2 books offer views of Thomas Jefferson

Published 4:00 am Sunday, November 18, 2012

“Thomas Jefferson” by Jon Meacham (Random House, $35)

“Master of the Mountain” by Henry Wiencek (Farrar, Straus and Giroux, $28).

The title of Jon Meacham’s new book may be “Thomas Jefferson: The Art of Power,” but make no mistake: This is a full biographical treatment of perhaps the most charming and unknowable of the founders. Impeccably researched and footnoted, it’s a model of clarity and explanation.

Unlike its subject, “Thomas Jefferson” is not stylish. Meacham distills, and explains, and explains, and explains. And yet this kind of approach — methodical, one might say leisurely — may be ideal, because so much about Jefferson is necessarily speculative. Meacham again and again couches his sentences with constructions such as “The likely truth is that” and “It is also possible.”

The darker side of life at Monticello is the subject of Henry Wiencek’s new “Master of the Mountain: Thomas Jefferson and His Slaves.” Meacham candidly admits that Jefferson “was to embody the slave-owning interest” in all his major postings and into his old age, then moves on.
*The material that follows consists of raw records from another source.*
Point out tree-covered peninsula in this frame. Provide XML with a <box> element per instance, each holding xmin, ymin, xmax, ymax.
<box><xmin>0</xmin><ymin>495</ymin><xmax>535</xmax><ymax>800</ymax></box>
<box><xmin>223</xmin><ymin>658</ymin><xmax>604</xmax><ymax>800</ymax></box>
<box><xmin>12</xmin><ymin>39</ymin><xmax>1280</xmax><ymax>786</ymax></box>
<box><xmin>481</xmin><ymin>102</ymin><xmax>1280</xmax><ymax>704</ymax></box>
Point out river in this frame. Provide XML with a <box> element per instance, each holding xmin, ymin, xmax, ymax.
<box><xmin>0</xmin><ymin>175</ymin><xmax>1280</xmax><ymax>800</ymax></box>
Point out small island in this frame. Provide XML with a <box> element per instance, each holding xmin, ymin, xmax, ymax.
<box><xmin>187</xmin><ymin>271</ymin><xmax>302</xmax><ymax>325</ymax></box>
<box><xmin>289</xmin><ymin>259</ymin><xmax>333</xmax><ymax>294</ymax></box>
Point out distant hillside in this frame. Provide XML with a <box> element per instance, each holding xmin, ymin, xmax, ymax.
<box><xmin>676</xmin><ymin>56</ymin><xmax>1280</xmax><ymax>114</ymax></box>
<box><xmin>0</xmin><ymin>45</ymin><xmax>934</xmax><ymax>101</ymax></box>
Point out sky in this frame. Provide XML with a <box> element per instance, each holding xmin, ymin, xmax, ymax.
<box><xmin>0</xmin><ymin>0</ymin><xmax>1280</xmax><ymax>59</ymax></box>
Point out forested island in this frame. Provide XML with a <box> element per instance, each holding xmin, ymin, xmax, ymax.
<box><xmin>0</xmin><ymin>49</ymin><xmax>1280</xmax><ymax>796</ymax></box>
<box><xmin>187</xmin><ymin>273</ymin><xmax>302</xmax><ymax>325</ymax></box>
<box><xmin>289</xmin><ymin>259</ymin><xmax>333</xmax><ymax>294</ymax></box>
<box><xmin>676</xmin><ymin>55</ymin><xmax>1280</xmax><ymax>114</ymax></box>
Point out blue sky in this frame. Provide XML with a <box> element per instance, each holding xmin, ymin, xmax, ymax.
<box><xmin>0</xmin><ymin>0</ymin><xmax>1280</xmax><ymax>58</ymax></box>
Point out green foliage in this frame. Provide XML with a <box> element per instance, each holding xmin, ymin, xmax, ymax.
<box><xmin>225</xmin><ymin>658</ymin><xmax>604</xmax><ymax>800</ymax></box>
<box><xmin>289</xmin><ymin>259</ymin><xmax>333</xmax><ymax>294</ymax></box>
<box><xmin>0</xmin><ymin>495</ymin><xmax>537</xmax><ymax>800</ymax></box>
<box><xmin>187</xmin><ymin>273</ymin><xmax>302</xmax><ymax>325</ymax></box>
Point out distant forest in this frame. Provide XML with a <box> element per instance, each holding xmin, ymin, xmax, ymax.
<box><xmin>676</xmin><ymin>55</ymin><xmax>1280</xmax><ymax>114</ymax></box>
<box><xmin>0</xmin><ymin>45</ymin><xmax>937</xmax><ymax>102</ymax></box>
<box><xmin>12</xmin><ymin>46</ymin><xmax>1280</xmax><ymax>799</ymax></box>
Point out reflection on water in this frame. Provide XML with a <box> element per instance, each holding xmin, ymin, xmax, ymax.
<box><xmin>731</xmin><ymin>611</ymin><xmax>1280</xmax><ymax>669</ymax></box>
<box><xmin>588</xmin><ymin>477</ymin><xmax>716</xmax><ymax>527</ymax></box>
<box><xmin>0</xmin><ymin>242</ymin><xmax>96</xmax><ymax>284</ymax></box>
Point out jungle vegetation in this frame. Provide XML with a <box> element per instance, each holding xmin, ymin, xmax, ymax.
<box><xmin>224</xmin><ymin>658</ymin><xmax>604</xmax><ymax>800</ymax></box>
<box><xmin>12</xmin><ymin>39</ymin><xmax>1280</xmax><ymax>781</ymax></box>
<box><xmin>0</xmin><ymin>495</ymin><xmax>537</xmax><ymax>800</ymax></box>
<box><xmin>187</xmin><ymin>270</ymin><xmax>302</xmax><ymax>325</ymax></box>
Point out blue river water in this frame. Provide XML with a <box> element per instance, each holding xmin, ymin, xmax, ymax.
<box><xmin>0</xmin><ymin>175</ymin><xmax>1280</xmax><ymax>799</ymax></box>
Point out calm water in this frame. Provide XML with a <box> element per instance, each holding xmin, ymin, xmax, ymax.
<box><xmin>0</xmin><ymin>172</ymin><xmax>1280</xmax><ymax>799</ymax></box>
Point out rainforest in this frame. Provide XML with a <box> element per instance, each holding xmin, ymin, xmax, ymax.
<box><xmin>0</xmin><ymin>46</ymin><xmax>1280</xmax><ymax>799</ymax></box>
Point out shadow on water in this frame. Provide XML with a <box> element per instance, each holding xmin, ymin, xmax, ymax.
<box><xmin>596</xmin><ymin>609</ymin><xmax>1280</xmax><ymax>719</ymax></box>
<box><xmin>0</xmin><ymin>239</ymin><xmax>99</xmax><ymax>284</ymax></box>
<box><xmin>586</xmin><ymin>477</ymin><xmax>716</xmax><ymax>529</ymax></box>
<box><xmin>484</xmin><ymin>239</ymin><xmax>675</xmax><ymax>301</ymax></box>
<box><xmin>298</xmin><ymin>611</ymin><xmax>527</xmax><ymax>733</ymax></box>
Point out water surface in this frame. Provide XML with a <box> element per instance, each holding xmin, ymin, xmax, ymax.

For Wiencek, Thomas Jefferson is all about slavery, its economics, its brutality, its tragedy. Which leads us to the biography-reader’s inevitable dilemma: What was the subject really like?

Meacham can imagine sitting down and enjoying a glass of claret with the brilliant Renaissance man familiar to us all. Wiencek finds Jefferson a much sadder case, a man seduced and corrupted by the dollars and cents of slavery.

To understand the third president in context, stick with Meacham.